Infectivity assays of each ASGV cDNA clone were performed as follows. RNA transcribed in vitro was immediately used to inoculate C. quinoa seedlings at the five- to
ten-leaf stage after adjusting the concentration of the
transcribed RNA to 1 mg ml21, as described by Ohira et al.

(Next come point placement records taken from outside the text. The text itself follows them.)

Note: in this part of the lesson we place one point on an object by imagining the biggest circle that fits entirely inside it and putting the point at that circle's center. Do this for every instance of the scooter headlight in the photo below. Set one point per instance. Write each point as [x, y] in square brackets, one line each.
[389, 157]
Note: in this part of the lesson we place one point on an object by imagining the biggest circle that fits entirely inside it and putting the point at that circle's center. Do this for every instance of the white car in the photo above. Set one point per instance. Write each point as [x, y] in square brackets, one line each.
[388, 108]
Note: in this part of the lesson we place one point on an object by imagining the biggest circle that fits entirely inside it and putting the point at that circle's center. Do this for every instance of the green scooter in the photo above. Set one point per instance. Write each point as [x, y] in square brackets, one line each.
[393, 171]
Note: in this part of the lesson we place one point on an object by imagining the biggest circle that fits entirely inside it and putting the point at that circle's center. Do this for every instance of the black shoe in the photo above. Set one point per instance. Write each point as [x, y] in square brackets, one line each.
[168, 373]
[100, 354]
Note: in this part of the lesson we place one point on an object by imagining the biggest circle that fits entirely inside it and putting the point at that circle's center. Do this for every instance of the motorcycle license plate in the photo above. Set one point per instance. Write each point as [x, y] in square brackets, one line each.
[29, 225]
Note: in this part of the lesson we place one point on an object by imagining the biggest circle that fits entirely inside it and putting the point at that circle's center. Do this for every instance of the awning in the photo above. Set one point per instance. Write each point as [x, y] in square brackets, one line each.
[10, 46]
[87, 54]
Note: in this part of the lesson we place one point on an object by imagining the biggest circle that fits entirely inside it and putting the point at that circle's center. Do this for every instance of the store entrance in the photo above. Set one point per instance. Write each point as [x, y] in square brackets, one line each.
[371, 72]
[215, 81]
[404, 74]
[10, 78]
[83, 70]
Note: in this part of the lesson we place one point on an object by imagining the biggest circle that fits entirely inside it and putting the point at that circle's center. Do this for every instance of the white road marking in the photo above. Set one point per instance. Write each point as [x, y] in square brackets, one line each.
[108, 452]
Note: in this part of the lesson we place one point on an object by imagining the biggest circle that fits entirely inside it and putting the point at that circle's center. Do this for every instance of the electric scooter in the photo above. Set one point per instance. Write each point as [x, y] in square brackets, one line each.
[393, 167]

(1995). Plants were tested for virus infection by RT-PCR
with an AMV RNA PCR kit (Takara) using total RNA
extracted by Isogen (Nippon Gene) and ASGV-specific
primers. The amplified cDNA of infecting viruses was
detected by agarose gel electrophoresis and sequenced with
a DNA sequencer following the manufacturer’s protocol
(Applied Biosystems). RNA transcribed in vitro from
pITCL (ASGV-wt) induced symptoms characteristic of
ASGV. These consist of severe chlorotic and necrotic local
lesions on inoculated C. quinoa leaves, seen about 1 week
post-inoculation (p.i.) (Fig. 2a) and chlorotic mottling and
malformation on upper leaves (Fig. 2b). In contrast, ASGVRM21, which has a silent nucleotide substitution within
ORF1, usually induced no symptoms (data not shown) or
occasionally very mild symptoms, with only a few, small
chlorotic spots on inoculated leaves (Fig. 2c) and no symptoms on upper leaves (Fig. 2d). Dwarfing was observed
in the plants infected with ASGV-wt, but no dwarfing
occurred in those infected with ASGV-RM21 (Fig. 2e).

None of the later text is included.